Is there a way to measure cache coherence misses - performance

Given a program running on multiple cores, if two or more cores are operating on the same cache line, is there a way to measure the number of cache coherence invalidations/misses there are (i.e. when Core1 writes to the cache line, which then forces Core2 to refresh its copy of the cache line so that both cores are consistent)?
Let me know if I'm using the wrong terminology for this concept.

Yes, hardware performance counters can be used to do so.
However, the way to fetch them is use to be dependent of the operating system and your processor. On Linux, the perf too can be used to track performance counters (more especially perf stat -e COUNTER_NAME_1,COUNTER_NAME_2,etc.). Alternatively, on both Linux & Windows, Intel VTune can do this too.
The list of the hardware counters can be retrieved using perf list (or with PMU-Tools).
The kind of metric you want to measure looks like Request For Ownership (RFO) in the MESI cache-coherence protocol. Hopefully, most modern (x86_64) processors include hardware events to measure RFOs. On Intel Skylake processors, there are hardware events called l2_rqsts.all_rfo, and more precisely l2_rqsts.code_rd_hit and l2_rqsts.code_rd_miss to do this at the L2-cache level. Alternatively, there are many more-advanced RFO-related hardware events that can be used at the offcore level.

Related

Using perf to monitor memory access of every CPU

I'm trying to use the linux perf tool to sample the memory accesses in my program. Specifically, I'm using perf to monitor read/write access of every CPU in NUMA.
Now, I can monitor every single CPU's read and write memory access, but I also have to know whether the access is a local memory access or a remote memory access.
I have used perf list to go through the events list, but I just find out some events about socket's memory access.
Questions
Is there any way to get every single CPU's remote memory access, when using perf ?
Is there a better option than perf ?
Yes, the PMU unit in your CPU can probably do what you want through the various uncore counters - in particular they can count the various offcore responses for non-local memory access. This blog post is a reasonable starting point.
The main problem is that often the perf tool, which is tied to the specific kernel version, will lag behind in its support of modern processors1, especially when it comes to uncore and NUMA related events2.
To work around that, you can use Andi Kleen's pmu-tools, which provides an ocperf wrapper script that uses whatever underlying perf you have on your system but with up-to-date event ids downloaded directly from Intel. That will usually give you access to the uncore events you need.
Of course, even when you get that working, these events are often very tough to interpret, especially because the mental model you have of demand-memory requests is complicated by a ton of factors such as prefetch behavior, request-for-ownership, accesses that "hit" in a line-buffer in the process of being filled, etc, etc.
1 Both because adding new processors/events as some lag, but especially because the tool is tied to the kernel, and you likely aren't on a bleeding edge kernel, so even though mainline perf might have support, you are stuck with the perf version associated with your kernel.
2 Probably because most kernel developers, like developers in general, aren't working on NUMA systems.
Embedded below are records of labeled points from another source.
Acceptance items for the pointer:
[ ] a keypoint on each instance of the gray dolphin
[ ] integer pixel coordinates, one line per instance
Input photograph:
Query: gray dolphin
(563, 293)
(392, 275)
Any tool allows to measure all cache levels in C program?

I want to study the effects of L2 cache misses on CPU power consumption. To measure this, I have to create a benchmarks that gradually increase the working set size such that core activity (micro-operations executed per cycle) and L2 activity (L2 request per cycle) remain constant, but the ratio of L2 misses to L2 requests increases.
In order to measure the cache hits/misses I tried to use valgrind but this tool only assumes a 2-level cache when using cachegrind and my laptop has three.
Any tool allows to measure all cache levels in C program?
Modern CPUs have a PMU (performance monitoring unit) which can be used to accumulate L1/2/3/4 cache hits/misses/requests amongst a lot of things. There are a couple good libraries out there which implement PMU stuff.
I'm familiar with the PAPI, perf and Intel's PMU. I prefer Intel's implementation because it implements performance counters on QPI and other "uncore" stuff. I think most people use PAPI because it is frequently updated for new hardware and has high level and low level interfaces.
Implementing this stuff isn't too trivial but there is plenty of information out there about it. Typically you just have to specify your profiling regions in the code then specify which counters you want to use. Note that you will only have a certain amount of counters in hardware at your disposal depending on the PMU in your chip and what is being utilized by your operating system.
Also, I don't believe the valgrind cache analysis uses PMU instructions to get data and does it in software instead.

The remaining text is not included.